= Loyalist Golf and Country Club =

Loyalist Golf and Country Club is a Ted Baker-designed semi-private golf course, located in Bath, Ontario, Canada, just west of Kingston, Ontario. It plays as a par 72, with 5 sets of tee blocks, and yardages ranging from 5,038 to 6,625 yards.

==Tournaments==

Loyalist Golf Club has been the site of several major provincial and local events, including the 2011 Ontario Senior Men's Amateur, the 2010 Ontario Women's Mid-Amateur, the 2009 Ontario Men's Mid-Amateur, the 2008 GAO Senior Women's Amateur, and the 2012 Women's Amateur championships. In 2014, it hosted The Great Waterway Classic, an event on the PGA Tour Canada. In 2016, the club hosted the Ontario Junior Girls Golf Championship.

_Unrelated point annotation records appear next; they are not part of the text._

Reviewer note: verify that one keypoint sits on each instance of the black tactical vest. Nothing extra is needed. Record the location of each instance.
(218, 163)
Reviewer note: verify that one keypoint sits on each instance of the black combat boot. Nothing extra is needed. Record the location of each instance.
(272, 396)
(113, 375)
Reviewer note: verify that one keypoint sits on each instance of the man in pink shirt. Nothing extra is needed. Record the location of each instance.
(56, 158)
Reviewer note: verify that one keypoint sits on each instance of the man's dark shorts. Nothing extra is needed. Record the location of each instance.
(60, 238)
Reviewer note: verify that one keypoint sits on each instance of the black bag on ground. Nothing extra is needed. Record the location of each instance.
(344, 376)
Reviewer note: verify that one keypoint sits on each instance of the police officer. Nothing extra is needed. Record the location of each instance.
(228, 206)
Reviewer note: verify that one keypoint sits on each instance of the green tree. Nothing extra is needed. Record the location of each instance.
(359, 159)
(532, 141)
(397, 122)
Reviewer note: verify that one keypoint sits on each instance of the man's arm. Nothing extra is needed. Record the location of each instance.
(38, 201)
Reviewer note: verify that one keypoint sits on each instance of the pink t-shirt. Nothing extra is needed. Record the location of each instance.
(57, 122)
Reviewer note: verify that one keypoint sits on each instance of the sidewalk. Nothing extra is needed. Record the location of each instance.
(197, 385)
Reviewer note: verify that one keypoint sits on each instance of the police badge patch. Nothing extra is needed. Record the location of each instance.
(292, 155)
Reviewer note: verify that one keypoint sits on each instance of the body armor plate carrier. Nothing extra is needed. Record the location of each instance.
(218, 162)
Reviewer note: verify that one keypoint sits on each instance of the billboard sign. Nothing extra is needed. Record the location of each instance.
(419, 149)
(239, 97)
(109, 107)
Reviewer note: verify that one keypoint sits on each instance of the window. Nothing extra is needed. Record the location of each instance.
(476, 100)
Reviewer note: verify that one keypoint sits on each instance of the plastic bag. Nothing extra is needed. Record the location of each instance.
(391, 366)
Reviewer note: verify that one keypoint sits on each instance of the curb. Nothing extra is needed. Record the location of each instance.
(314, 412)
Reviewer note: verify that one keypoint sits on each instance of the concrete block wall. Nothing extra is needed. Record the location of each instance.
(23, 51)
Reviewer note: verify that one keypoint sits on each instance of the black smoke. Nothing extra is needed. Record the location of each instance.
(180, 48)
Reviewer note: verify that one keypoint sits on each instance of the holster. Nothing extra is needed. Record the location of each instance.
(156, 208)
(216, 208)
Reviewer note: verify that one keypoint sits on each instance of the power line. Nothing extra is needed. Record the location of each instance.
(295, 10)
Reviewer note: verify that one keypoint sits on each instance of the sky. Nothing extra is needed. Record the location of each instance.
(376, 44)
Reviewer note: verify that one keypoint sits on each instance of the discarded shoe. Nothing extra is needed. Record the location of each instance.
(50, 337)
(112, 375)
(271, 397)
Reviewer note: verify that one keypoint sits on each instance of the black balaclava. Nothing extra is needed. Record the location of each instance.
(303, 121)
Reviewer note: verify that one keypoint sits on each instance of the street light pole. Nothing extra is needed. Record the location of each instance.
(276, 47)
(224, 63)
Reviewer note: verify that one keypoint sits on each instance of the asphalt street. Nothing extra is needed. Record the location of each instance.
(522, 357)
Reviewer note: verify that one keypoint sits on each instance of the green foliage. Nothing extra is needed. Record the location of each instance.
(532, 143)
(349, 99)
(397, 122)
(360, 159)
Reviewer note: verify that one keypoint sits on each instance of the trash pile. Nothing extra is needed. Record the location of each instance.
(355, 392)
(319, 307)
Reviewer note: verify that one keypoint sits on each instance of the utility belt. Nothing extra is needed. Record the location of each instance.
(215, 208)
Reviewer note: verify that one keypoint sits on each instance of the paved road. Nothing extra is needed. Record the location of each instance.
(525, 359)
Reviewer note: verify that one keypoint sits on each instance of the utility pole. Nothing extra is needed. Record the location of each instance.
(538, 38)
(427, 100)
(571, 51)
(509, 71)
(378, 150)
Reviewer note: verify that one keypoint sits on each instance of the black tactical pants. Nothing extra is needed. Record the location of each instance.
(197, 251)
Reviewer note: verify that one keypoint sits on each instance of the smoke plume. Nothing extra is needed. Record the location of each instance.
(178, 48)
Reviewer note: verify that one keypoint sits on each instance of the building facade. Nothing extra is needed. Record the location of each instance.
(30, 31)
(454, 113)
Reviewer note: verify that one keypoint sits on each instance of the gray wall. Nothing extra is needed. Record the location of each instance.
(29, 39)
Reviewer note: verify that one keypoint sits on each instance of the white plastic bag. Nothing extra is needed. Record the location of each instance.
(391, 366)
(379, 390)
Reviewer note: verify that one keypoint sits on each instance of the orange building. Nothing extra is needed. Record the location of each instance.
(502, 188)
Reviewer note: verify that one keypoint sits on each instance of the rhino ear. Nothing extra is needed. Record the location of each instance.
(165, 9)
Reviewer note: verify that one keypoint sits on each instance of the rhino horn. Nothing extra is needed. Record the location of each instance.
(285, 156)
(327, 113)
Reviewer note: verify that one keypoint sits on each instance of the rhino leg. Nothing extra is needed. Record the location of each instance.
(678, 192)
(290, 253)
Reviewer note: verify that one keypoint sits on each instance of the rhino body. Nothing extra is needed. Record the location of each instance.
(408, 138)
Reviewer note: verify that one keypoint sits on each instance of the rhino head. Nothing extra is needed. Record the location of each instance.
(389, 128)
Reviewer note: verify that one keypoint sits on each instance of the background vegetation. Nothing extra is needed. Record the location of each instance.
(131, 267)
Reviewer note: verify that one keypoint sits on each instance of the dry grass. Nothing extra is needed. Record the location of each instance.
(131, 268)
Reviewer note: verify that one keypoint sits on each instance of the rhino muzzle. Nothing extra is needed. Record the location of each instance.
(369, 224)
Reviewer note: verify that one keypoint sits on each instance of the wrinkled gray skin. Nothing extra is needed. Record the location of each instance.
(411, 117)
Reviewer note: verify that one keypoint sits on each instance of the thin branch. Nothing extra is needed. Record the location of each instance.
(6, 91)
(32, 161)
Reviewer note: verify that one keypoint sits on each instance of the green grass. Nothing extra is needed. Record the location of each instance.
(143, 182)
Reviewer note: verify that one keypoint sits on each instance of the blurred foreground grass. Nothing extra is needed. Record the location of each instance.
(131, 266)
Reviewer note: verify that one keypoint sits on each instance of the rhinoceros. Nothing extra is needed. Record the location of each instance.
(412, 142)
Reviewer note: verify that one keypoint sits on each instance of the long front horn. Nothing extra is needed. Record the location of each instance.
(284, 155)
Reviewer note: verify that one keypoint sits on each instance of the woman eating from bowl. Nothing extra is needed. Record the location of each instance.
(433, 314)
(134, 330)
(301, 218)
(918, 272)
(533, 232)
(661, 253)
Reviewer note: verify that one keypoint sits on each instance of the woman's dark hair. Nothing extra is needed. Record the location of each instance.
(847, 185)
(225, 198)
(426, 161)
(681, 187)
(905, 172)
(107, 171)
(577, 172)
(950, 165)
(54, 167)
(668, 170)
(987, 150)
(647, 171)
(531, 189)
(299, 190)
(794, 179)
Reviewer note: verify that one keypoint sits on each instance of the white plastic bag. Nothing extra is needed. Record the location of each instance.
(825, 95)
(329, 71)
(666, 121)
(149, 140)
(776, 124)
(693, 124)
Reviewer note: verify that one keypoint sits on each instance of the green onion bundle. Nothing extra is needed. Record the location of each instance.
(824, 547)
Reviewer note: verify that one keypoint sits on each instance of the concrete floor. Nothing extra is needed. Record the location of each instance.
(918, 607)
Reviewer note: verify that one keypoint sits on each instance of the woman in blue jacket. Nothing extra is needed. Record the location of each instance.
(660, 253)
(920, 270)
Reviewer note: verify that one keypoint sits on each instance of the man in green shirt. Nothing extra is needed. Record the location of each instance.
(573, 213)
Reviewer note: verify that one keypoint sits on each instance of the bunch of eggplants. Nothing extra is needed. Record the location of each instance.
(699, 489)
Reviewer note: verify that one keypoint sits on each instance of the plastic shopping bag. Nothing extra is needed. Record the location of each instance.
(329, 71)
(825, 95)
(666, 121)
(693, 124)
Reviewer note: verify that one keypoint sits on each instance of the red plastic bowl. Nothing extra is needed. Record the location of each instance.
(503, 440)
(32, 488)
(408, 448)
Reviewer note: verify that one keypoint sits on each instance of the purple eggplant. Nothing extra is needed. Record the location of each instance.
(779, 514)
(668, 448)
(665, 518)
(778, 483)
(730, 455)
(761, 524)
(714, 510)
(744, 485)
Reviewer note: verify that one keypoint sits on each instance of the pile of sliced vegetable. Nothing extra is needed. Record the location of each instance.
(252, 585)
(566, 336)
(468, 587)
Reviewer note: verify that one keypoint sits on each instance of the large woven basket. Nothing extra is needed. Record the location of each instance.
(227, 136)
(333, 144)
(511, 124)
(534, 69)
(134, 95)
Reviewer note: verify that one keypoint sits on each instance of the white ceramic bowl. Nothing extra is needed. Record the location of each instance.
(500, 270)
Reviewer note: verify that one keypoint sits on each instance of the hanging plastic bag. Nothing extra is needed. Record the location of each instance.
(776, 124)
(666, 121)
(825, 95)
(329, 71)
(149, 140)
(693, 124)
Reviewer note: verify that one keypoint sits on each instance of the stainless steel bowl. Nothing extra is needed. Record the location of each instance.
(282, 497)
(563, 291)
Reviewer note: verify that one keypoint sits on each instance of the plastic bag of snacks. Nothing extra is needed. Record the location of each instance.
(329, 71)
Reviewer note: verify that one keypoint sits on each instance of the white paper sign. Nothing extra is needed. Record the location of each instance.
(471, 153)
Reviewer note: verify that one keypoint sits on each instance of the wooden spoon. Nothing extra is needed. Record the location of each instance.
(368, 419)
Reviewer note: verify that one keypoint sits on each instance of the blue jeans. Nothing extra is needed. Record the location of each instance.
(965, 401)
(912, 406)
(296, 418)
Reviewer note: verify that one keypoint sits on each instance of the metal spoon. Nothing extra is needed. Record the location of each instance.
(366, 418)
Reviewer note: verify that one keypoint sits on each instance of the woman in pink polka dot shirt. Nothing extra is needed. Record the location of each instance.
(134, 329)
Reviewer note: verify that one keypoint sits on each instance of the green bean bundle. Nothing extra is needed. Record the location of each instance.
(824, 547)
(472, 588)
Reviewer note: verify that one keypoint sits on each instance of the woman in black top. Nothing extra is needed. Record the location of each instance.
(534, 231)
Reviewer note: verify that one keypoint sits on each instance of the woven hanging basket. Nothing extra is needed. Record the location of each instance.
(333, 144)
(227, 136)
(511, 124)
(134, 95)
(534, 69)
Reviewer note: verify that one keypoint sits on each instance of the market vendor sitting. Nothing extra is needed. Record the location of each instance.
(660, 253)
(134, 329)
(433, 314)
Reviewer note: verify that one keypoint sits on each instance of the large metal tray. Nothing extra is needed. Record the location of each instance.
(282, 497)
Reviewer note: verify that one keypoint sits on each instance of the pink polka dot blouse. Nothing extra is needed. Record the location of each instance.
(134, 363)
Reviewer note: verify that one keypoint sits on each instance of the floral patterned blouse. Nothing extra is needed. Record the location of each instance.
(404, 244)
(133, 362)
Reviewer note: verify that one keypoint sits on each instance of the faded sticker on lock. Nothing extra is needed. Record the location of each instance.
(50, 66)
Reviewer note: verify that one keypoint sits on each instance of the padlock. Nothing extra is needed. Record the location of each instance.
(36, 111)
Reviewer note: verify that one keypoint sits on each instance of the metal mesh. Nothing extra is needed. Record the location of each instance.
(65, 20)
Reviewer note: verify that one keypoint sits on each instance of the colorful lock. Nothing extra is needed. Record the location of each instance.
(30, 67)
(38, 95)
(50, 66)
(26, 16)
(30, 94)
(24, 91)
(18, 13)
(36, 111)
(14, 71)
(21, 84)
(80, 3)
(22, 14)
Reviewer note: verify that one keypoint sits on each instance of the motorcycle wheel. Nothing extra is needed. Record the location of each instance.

===CN Future Links championship===
The CN Future Links championship was held at Loyalist, May 24 - 27, 2012. Anna Kim of Toronto and Matt Williams of Calgary captured their respective Junior Girls and Junior Boys titles. Williams finished with a 6-under par round of 66, for a tournament total of 3-under 213. Local favourites Josh Whalen of Napanee, and Austin James of Bath finished in a tie for fourth with a 1-over par scores of 217.
===The Loyalist Cup===
Each year, since the inaugural event in 2000, the club holds the Loyalist Cup tournament, a team match-play competition, using a format similar to the Ryder Cup.